Oleh karena itu, sangat penting bagi kita untuk mengetahui hal-hal apa
sajakah yang dapat membantu kita agar dapat mengikhlaskan seluruh amal
perbuatan kita kepada Allah semata, dan di antara hal-hal tersebut
adalah
Di antara yang dapat menolong seorang hamba untuk ikhlas adalah dengan banyak berdoa kepada Allah. Lihatlah Nabi kita Muhammad shallallahu alaihi wa sallam, di antara doa yang sering beliau panjatkan adalah doa:
« اَللّهُمَّ إِنِّي أَعُوْذُ بِكَ أَنْ أُشْرِكَ بِكَ وَأَنَا أَعْلَمُ وَأَسْتَغْفِرُكَ لِمَا لاَ أَعْلَمُ »
“Ya Allah, aku memohon perlindungan kepada-Mu dari perbuatan
menyekutukan-Mu sementara aku mengetahuinya, dan akupun memohon ampun
terhadap perbuatan syirik yang tidak aku ketahui.” (Hadits Shahih riwayat Ahmad)

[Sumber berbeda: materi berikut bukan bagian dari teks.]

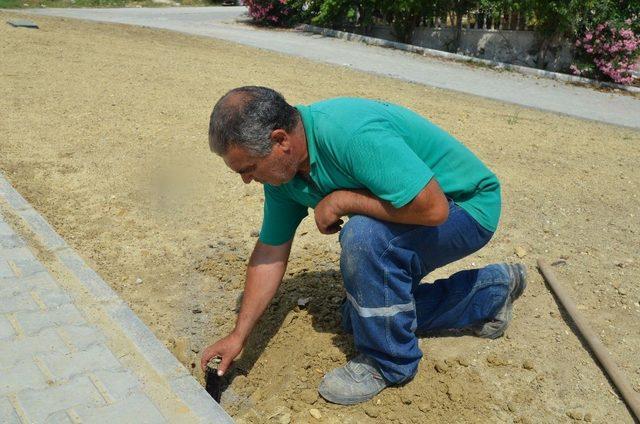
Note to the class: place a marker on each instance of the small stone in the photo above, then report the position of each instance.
(309, 396)
(284, 419)
(497, 361)
(520, 251)
(576, 415)
(441, 367)
(454, 395)
(372, 411)
(289, 319)
(303, 302)
(315, 413)
(424, 407)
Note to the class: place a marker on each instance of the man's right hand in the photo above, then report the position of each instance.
(227, 348)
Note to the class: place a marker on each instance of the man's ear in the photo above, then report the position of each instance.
(281, 138)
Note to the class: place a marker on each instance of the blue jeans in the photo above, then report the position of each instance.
(382, 264)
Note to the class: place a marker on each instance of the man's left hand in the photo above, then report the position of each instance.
(328, 214)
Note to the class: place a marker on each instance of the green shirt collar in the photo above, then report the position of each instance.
(307, 122)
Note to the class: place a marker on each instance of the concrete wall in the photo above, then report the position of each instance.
(517, 47)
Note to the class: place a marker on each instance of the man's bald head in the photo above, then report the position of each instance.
(246, 117)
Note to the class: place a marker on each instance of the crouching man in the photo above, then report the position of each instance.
(416, 198)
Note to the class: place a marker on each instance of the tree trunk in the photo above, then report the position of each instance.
(456, 42)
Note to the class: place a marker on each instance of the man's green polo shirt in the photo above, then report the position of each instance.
(386, 149)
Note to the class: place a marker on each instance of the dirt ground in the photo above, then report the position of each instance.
(104, 131)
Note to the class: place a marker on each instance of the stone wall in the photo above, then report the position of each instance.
(516, 47)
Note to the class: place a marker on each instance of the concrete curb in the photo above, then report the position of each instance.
(186, 388)
(462, 58)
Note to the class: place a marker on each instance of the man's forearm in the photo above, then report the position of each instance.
(428, 208)
(264, 275)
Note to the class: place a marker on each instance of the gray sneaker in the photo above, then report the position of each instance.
(357, 381)
(497, 326)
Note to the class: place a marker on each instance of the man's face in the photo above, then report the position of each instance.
(277, 168)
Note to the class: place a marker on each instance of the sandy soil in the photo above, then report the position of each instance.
(104, 132)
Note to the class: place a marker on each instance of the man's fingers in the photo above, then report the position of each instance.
(226, 362)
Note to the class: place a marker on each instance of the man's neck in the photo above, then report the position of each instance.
(304, 168)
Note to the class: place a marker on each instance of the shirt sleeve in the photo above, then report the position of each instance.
(385, 164)
(281, 218)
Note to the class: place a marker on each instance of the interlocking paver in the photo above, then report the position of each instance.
(10, 241)
(40, 282)
(81, 335)
(39, 404)
(18, 302)
(28, 266)
(56, 366)
(137, 405)
(7, 413)
(46, 341)
(96, 357)
(5, 269)
(24, 375)
(120, 384)
(61, 417)
(6, 329)
(16, 253)
(34, 321)
(5, 229)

Nabi kita sering memanjatkan doa agar terhindar dari kesyirikan
padahal beliau adalah orang yang paling jauh dari kesyirikan. Inilah
dia, Umar bin Khattab radhiyallahu ‘anhu, seorang sahabat besar
dan utama, sahabat terbaik setelah Abu Bakar, di antara doa yang sering
beliau panjatkan adalah, “Ya Allah, jadikanlah seluruh amalanku amal
yang saleh, jadikanlah seluruh amalanku hanya karena ikhlas mengharap
wajahmu, dan jangan jadikan sedikitpun dari amalanku tersebut karena
orang lain.”
Hal lain yang dapat mendorong seseorang agar lebih ikhlas adalah
dengan menyembunyikan amal kebaikannya. Yakni dia menyembunyikan
amal-amal kebaikan yang disyariatkan dan lebih utama untuk disembunyikan
(seperti shalat sunnah, puasa sunnah, dan lain-lain). Amal kebaikan
yang dilakukan tanpa diketahui orang lain lebih diharapkan amal tersebut
ikhlas, karena tidak ada yang mendorongnya untuk melakukan hal tersebut
kecuali hanya karena Allah semata. Rasulullah shallallahu alaihi wa sallam bersabda dalam sebuah hadits, “Tujuh
golongan yang akan Allah naungi pada hari di mana tidak ada naungan
selain dari naungan-Nya yaitu pemimpin yang adil, pemuda yang tumbuh di
atas ketaatan kepada Allah, laki-laki yang hatinya senantiasa terikat
dengan mesjid, dua orang yang mencintai karena Allah, bertemu dan
berpisah karena-Nya, seorang lelaki yang diajak berzina oleh seorang
wanita yang cantik dan memiliki kedudukan, namun ia berkata:
sesungguhnya aku takut kepada Allah, seseorang yang bersedekah dan
menyembunyikan sedekahnya tersebut hingga tangan kirinya tidak
mengetahui apa yang diinfakkan oleh tangan kanannya dan seseorang yang
mengingat Allah di waktu sendiri hingga meneteslah air matanya.” (HR Bukhari Muslim).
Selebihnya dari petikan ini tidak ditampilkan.